Tonio1986 said:
Your comment is pointless. I excluded UTEOT cause it is a co- production with deathrow and maybe they got other marketing strategies. Still I rise was released on dec. 21, 1999 and I said AROUND november. Read it again.
Greatest Hits and Better Days were also joint releases with Death Row, why don't you excluse those while you're at it? As I said before, this entire thread is pointless, you're asking a question with a very obvious answer:
Tonio1986 said:
Maybe it is as simple as many ppl think. Christmas. But I could also imagine it has somethin to do with the winter atmosphere, because in the summer everybody want to make party and they mainly focus on party music.
There's your answer, it IS as simple as that. It has nothing to do with the "winter atmosphere," depression, temperature, elevation, or whatever you want to measure; it's all about CHRISTMAS SHOPPING, perhaps the biggest shopping season in America. I live in Southern California, I still went to the beach well into December, it wasn't really cold at all, and everybody was shopping. Weather has little correlation with it.

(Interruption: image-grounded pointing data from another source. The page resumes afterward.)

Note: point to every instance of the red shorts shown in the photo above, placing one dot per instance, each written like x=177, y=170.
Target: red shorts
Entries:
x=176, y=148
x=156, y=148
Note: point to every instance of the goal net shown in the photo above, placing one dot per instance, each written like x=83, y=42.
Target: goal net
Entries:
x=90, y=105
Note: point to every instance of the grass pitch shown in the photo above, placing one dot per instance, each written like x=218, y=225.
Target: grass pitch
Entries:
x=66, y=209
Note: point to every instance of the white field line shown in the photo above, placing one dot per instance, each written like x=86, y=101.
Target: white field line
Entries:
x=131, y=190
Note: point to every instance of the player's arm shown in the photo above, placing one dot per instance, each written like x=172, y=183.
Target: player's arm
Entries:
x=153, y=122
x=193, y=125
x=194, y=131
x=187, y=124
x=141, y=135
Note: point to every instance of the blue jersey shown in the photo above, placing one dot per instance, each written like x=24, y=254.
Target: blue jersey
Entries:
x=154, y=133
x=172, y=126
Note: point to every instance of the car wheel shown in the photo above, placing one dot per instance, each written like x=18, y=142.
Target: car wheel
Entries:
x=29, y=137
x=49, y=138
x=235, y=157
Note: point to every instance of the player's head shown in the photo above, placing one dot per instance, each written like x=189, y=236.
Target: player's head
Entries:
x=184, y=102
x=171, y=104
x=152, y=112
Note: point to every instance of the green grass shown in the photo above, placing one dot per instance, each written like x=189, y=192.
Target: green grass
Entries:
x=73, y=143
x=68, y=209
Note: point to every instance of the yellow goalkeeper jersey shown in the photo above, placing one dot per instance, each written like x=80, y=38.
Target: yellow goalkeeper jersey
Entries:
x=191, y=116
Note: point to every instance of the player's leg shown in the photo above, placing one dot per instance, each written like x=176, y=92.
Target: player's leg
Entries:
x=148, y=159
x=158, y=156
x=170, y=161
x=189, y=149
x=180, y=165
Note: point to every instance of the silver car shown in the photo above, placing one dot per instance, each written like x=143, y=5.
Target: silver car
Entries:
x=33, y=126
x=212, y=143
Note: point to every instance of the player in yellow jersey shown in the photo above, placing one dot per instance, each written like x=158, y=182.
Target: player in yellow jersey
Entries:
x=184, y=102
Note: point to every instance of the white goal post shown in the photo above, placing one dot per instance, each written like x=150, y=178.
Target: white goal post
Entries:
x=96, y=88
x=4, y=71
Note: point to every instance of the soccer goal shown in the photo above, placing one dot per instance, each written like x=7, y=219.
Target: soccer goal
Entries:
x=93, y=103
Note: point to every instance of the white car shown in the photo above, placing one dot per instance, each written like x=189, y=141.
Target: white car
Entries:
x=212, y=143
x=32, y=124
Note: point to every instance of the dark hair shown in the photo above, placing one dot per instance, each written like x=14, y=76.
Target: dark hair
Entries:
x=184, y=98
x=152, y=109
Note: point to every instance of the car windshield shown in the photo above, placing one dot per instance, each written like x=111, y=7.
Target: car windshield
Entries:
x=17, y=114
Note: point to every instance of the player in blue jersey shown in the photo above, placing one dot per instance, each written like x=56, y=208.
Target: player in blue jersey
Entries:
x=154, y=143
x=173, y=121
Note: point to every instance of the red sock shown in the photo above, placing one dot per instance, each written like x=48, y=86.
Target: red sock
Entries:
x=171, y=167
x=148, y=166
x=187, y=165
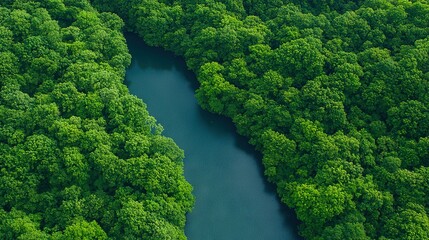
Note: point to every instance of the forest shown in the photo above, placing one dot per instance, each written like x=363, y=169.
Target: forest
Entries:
x=334, y=94
x=81, y=158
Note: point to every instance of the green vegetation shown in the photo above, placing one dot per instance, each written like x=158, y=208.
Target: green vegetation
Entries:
x=333, y=93
x=80, y=157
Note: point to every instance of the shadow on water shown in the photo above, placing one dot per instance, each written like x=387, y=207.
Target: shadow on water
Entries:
x=211, y=127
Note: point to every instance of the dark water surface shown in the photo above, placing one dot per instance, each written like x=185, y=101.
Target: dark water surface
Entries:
x=233, y=199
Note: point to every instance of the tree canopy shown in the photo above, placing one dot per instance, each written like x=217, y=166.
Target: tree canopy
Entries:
x=81, y=158
x=333, y=93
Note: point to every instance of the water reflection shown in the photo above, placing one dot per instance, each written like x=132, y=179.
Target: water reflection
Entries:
x=233, y=199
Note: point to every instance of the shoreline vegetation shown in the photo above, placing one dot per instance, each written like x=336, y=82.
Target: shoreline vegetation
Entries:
x=333, y=93
x=81, y=158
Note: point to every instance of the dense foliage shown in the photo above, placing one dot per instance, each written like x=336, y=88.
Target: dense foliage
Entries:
x=80, y=158
x=333, y=93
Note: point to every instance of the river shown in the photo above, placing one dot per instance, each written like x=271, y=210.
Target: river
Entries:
x=233, y=199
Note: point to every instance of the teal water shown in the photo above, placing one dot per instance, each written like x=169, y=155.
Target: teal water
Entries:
x=233, y=199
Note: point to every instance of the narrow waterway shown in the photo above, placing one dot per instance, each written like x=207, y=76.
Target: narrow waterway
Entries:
x=233, y=199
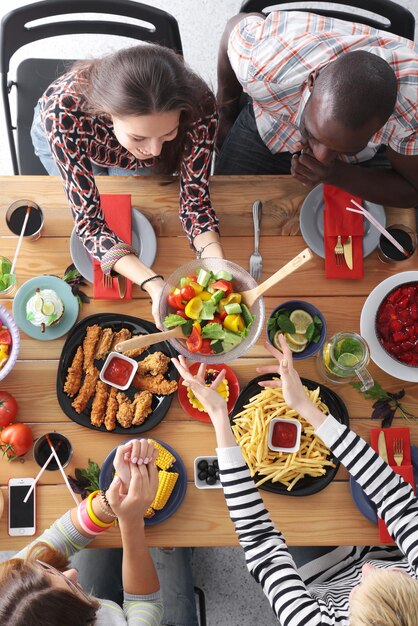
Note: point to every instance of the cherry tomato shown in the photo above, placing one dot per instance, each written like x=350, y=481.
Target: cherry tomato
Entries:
x=15, y=440
x=222, y=285
x=194, y=341
x=206, y=348
x=187, y=293
x=8, y=408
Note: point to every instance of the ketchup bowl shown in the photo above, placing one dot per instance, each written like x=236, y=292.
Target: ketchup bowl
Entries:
x=284, y=434
x=118, y=370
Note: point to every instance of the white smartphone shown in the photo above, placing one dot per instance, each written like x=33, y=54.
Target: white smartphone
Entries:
x=22, y=515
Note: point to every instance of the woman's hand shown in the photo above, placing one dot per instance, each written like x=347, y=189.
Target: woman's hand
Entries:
x=212, y=401
x=293, y=392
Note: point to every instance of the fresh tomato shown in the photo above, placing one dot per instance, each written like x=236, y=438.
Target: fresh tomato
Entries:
x=187, y=292
x=194, y=341
x=15, y=440
x=206, y=348
x=222, y=285
x=5, y=336
x=8, y=408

If you want to break it down, out of the posthumous releases (excluding Makaveli, since Pac had completed the album and already started to promote it himself), Still I Rise was released closest to Christmas, and it had one of the better first-week sales of all of them (around 400,000, despite the terrible promotion), behind only Makaveli and R U Still Down (which was much better advertised than most releases after it), both of which were around during most of the hype. There's no need to analyze it further. CHRISTMAS. Peace.